Issue of Unsecured Straight Corporate Bonds
SoftBank Group Corp. (“SBG”) announced today that it has determined the following terms and conditions for the issuance of its 60th, 61st, and 62nd unsecured straight corporate bonds (collectively, the “Bonds”).
60th | 61st | 62nd | |
---|---|---|---|
1. Total amount of issue | JPY 30 billion | JPY 50 billion | JPY 20 billion |
2. Denomination per bond | JPY 100 million | ||
3. Interest rate | 1.799% per annum | 2.441% per annum | 2.900% per annum |
4. Issue price | 100% of the denomination per bond | ||
5. Redemption price | 100% of the denomination per bond | ||
6. Term | 3 years | 5 years | 7 years |
7. Maturity date | April 23, 2027 | April 25, 2029 | April 25, 2031 |
8. Redemption | The Bonds will be redeemed in full upon maturity. The Bonds may also be repurchased and redeemed at any time commencing from the first day following the closing date, subject to requirements of the book-entry transfer institution. | ||
9. Interest payment dates | April 25 and October 25 of each year | ||
10. Issue date | April 25, 2024 | ||
11. Method of offering | Public offering in Japan | ||
12. Offerees | Institutional investors | ||
13. Collateral | No collaterals are set up for the Bonds and no assets are specifically reserved to secure the Bonds. | ||
14. Guarantee | None | ||
15. Covenants | Negative pledge clause | ||
16. Underwriters | SMBC Nikko Securities Inc.
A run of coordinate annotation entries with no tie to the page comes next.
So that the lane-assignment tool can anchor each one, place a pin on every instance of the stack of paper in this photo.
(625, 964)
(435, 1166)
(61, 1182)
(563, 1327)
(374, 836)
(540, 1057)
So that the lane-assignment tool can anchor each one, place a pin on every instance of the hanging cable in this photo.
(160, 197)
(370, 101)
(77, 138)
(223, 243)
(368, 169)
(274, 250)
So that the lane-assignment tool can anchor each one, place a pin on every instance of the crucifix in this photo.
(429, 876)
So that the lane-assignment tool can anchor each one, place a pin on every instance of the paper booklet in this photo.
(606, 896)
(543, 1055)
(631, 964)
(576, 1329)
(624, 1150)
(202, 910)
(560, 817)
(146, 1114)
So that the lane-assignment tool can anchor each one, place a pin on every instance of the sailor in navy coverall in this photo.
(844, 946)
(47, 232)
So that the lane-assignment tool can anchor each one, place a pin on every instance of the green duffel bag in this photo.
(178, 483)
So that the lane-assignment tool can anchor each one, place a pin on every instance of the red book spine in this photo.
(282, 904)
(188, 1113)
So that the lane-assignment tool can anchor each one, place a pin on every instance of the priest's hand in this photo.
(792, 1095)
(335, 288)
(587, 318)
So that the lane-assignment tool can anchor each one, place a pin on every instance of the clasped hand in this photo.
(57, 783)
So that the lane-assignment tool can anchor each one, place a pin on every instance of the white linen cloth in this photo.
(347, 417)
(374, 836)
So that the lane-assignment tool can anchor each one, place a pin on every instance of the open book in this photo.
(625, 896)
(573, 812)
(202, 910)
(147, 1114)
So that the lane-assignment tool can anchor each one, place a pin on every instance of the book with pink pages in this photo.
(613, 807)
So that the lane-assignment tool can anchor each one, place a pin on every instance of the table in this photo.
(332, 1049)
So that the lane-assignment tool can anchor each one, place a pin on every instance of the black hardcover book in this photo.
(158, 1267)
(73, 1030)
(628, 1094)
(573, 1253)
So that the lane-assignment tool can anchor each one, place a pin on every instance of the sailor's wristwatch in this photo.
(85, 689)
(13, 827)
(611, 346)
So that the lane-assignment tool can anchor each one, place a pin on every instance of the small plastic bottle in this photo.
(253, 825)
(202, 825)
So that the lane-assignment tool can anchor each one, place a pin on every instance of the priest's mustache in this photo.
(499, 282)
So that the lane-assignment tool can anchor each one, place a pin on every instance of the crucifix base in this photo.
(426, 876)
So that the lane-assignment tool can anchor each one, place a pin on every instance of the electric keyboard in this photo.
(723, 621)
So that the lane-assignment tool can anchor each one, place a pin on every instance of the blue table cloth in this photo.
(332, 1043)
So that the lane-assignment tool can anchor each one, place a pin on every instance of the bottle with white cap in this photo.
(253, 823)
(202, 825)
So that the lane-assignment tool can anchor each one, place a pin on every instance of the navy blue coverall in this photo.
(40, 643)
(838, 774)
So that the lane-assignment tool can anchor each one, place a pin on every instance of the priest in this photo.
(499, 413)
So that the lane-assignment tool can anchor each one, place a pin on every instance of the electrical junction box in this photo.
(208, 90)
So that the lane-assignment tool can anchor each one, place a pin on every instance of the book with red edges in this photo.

Daiwa Securities Co. Ltd. | ||
17. Fiscal agent | Mizuho Bank, Ltd. | ||
18. Credit rating | A(Japan Credit Rating Agency, Ltd.) | ||
19. Use of proceeds | To be allocated to part of the redemption of the domestic bond that will reach the maturity on June 14, 2024. |
Note:
This press release related to offerings of Japanese Yen-denominated Bonds that are intended to be directed into Japan and its residents thereof in accordance with the law, customary practices and documentation in Japan. This press release does not constitute an offer of any securities for sale in the United States. The Bonds have not been registered under the United States Securities Act of 1933, as amended (the “Act”), and may not be offered or sold in the United States absent registration or an application exemption from the registration requirements under the Act.